= 1942 in American television =

This is a list of American television-related events in 1942.

==Events==
- January 8-
  - The televised game show CBS Television Quiz is reduced to a length of 55 minutes for the network to present a five-minute news summary at 9:25 PM.
  - NBC forms a separate corporate entity for the Blue Network on January 8, 1942, "Blue Network Company, Inc." From this date on, while NBC still maintained ownership of the Blue Network, it was for most purposes an entirely separate network. NBC Red at this point became known as simply NBC.
- February 1 - The state-owned news network Voice of America (VOA) is established. The station broadcasts to Nazi Germany, with a show called Stimmen aus Amerika ("Voices from America") which was transmitted on February 1, 1942. It was introduced by the "Battle Hymn of the Republic" and included the pledge: "Today, and every day from now on, we will be with you from America to talk about the war... The news may be good or bad for us – We will always tell you the truth."

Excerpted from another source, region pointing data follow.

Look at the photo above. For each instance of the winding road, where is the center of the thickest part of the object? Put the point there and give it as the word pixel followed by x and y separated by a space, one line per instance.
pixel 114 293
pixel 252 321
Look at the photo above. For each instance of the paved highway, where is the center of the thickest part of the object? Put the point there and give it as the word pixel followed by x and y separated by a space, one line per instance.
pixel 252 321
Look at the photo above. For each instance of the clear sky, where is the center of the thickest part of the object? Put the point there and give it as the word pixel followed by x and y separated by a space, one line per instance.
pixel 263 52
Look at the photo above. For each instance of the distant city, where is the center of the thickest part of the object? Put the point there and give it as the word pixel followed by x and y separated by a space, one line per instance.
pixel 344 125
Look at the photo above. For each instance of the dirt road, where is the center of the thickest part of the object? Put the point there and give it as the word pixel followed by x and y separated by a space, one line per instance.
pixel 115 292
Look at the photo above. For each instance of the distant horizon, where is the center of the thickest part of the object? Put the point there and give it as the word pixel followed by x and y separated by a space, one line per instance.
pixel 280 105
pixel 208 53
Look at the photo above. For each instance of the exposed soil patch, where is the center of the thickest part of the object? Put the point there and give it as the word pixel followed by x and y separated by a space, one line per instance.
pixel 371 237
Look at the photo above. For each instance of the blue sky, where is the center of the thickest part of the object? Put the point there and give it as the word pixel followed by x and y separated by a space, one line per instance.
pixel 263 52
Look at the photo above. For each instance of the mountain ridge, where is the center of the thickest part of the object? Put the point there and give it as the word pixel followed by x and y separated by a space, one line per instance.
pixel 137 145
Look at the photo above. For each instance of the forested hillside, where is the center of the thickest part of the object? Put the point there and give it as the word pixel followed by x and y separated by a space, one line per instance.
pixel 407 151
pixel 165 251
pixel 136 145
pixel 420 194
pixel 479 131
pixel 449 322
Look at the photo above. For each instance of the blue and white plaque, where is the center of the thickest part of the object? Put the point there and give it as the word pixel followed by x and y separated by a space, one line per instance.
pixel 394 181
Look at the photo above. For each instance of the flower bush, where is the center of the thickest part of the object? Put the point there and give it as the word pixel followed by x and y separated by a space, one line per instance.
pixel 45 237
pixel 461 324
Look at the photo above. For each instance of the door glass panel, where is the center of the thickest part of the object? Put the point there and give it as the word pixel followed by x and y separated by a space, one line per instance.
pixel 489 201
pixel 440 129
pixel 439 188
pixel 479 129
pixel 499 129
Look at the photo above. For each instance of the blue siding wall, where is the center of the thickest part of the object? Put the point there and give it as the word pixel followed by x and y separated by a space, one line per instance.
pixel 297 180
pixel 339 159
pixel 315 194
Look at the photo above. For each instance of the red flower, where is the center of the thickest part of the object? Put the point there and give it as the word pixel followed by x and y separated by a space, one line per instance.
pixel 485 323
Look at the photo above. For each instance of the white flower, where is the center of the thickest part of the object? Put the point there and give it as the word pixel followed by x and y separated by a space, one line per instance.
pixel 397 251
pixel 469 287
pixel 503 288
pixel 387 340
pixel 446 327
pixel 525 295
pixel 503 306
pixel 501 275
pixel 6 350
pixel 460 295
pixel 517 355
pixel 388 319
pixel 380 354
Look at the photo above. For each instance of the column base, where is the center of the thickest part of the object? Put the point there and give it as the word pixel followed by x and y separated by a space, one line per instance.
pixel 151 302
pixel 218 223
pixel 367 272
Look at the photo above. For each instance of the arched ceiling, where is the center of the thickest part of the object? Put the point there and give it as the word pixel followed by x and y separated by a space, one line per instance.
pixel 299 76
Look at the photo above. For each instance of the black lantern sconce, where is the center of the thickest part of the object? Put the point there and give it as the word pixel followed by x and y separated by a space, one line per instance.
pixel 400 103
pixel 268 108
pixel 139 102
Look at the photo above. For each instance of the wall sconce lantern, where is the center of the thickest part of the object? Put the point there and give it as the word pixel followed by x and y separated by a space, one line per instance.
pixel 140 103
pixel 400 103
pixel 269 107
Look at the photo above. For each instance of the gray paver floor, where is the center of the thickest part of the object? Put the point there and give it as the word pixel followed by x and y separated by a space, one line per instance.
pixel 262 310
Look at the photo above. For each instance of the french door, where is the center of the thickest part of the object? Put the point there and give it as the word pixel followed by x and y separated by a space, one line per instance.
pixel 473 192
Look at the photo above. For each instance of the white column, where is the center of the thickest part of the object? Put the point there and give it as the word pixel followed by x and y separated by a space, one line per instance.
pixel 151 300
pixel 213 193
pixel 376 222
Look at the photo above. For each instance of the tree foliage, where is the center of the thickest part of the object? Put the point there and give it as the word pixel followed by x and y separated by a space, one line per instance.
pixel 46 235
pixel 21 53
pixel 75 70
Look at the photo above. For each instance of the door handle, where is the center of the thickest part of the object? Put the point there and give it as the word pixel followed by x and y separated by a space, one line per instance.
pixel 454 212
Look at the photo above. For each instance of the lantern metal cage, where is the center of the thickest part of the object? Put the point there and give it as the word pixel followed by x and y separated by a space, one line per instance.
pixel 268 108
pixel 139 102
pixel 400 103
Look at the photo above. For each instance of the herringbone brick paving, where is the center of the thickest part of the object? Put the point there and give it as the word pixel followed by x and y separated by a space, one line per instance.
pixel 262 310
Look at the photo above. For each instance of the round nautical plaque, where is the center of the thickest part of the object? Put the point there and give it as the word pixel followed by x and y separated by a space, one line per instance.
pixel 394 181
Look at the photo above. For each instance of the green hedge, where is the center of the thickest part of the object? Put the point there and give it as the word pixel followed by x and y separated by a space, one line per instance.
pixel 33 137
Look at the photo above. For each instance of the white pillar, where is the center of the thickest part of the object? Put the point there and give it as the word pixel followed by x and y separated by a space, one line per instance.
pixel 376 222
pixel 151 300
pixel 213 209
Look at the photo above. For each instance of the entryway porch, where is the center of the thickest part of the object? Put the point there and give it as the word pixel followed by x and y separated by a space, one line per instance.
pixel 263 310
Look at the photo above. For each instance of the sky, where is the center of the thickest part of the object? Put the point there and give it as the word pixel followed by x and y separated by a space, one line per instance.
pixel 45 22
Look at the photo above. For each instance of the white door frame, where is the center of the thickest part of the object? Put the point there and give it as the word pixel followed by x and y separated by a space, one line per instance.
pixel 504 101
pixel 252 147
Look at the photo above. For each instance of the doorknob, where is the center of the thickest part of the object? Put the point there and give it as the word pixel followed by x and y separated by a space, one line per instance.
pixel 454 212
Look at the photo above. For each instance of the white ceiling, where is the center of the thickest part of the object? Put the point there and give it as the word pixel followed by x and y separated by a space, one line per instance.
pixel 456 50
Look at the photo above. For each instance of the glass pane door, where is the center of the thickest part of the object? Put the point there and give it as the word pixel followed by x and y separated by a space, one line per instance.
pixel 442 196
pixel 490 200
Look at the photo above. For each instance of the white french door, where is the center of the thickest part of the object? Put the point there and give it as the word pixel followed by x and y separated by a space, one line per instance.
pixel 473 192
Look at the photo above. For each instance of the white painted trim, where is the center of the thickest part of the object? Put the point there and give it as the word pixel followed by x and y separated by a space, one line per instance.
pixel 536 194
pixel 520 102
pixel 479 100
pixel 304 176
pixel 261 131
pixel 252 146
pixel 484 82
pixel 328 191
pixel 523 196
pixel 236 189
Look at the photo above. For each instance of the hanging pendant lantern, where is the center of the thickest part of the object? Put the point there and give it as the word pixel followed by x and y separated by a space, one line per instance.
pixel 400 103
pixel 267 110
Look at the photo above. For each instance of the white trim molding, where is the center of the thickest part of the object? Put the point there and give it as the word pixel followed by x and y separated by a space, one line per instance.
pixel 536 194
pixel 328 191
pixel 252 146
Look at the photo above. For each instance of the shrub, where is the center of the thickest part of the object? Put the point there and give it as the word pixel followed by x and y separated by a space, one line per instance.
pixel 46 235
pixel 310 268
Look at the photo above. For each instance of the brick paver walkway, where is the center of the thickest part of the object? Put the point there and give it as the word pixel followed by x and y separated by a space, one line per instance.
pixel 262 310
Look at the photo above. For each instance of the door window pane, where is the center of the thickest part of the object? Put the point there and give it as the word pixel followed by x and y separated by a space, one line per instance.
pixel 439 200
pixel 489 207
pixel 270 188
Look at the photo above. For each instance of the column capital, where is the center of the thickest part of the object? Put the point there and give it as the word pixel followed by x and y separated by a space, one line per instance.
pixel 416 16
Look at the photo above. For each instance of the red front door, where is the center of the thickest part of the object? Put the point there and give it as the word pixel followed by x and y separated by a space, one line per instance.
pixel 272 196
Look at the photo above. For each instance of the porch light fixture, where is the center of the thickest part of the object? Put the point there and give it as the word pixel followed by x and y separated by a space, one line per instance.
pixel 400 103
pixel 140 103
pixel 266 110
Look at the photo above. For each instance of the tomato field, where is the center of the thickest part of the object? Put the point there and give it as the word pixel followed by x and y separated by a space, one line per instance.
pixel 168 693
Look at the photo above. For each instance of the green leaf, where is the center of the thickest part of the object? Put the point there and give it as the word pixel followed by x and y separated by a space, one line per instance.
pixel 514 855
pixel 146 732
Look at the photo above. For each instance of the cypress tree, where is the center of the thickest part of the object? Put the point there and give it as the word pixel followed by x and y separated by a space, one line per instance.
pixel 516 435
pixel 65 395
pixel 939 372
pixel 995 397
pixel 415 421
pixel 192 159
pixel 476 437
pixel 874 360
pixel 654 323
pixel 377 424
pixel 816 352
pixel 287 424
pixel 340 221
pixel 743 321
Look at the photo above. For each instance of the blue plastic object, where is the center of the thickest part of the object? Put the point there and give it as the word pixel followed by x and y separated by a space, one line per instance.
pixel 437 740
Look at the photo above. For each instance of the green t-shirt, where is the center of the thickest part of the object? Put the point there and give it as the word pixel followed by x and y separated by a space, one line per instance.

- February 2 - CBS Television Quiz moves to be broadcast on Mondays and is now preceded by a civilian-defense program (later an American Red Cross program), which along with the news summary required the show itself to decrease to 50 minutes. The Red Cross program ended on March 30, allowing Quiz to re-expand to 55 minutes.
- March 10 - WCBW receives a full broadcast license, its construction permit and commercial program authorization.
- May- The WCBW scales back their programing at the end of this month, following a mandate several weeks earlier by the War Production Board to cease building television stations. CBS Television Quiz moves to Thursdays and Fridays and is again reduced to 50 minutes.
- June- The United States Supreme Court uphelds the jurisdiction of the FCC over the issuance of rules relating to chain broadcasting. While the FCC litigation continues in the wake of this ruling, the public and private antitrust litigation is held in abeyance.
- Date unknown- The cultural diplomacy programming on the Columbia Broadcasting System (CBS) launches the musical show Viva América (1942–49) which featured the Pan American Orchestra and the artistry of several noted musicians from both North and South America, including Alfredo Antonini, Juan Arvizu, Eva Garza, Elsa Miranda, Nestor Mesta Chaires, Miguel Sandoval, John Serry Sr., and Terig Tucci.